As a child, clicking through static images on the classic View-Master toy took me to remote parts of the planet. Now Mattel is bringing the retro toy into the future with the addition of virtual reality, which encourages interaction by bringing images to life.
Mattel is aiming high with the View-Master. It wants kids to take virtual 360-degree tours of cities, see classic sites, go on undersea adventures and even play with dinosaurs. Unfortunately, a hands-on test of this new View-Master left me disappointed.
I tested a cardboard version of View-Master, but the final, commercial version of the product will have a plastic frame.
The frame houses a smartphone, which will transmit bite-sized virtual reality (VR) experiences to the product's viewer. The smartphone gets the experiences either from mobile apps or from stand-alone circular discs developed by Mattel. The discs are supposed to automatically pair up with the smartphone, but it took about two minutes for one of my discs to establish the connection. The headset wasn't always responsive.
The images and video on the discs I tested were often grainy, with a low-resolution feel to them.
One of the discs, a San Francisco neighborhood tour, felt like watching Google's Street View on a computer. The other disc offered a more exciting 360-degree tour of the moon. I moved the headset around to see craters, an astronaut placing a U.S. flag on the surface, and a view of the earth. An icon pointed users to specific objects and experiences.
Clearly, the interactive experience is still under development, and Mattel is planning to build up its database of images, videos and graphics for the headset. The company plans to add short interactive games and more images dating back to 1940, when Mattel's first View-Master was introduced.

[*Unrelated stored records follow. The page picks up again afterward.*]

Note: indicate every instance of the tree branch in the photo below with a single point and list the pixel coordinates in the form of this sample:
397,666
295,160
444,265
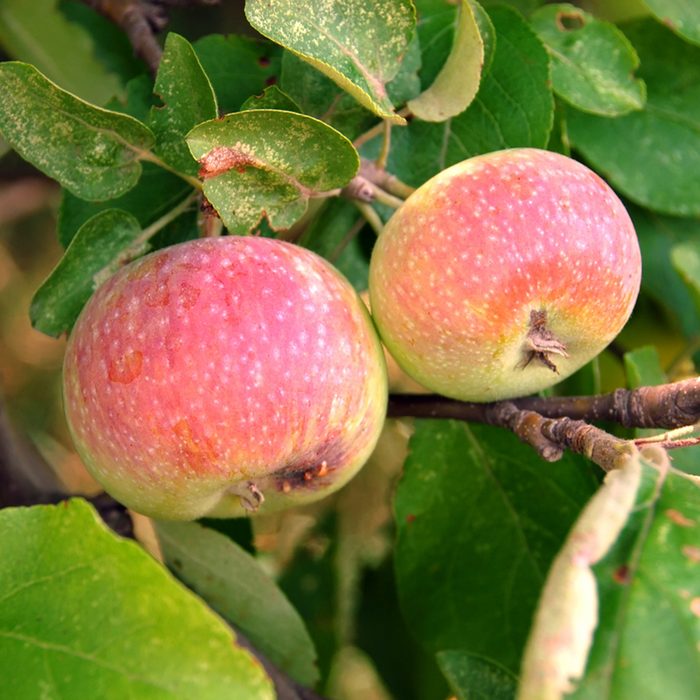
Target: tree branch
665,406
141,20
551,425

The headset will be priced at US$29.99 and is scheduled to ship in the fourth quarter. It will initially support Android smartphones, and later Apple's iPhones. The virtual reality experience on View-Master gets better if a smartphone has a strong graphics processor.
Mattel will make its money through the experience reels, which it will sell for $15 in packs of four.
Mattel developed the headset with Google, which last year launched a low-tech virtual reality kit called Cardboard. Users assemble the Google kit into a headset, insert lenses in the viewfinder slot, and finally, put a smartphone in the front. Google's role will likely grow as it provides content for the View-Master from YouTube, Google Earth and other products via its Cardboard mobile app.
In conclusion, don't expect View-Master to deliver jaw-dropping virtual reality experiences like an Oculus Rift headset. But while the View-Master is rough around the edges, it's inexpensive, and if Mattel can build on the technology to offer stronger virtual reality experiences, the product could become an effective learning tool.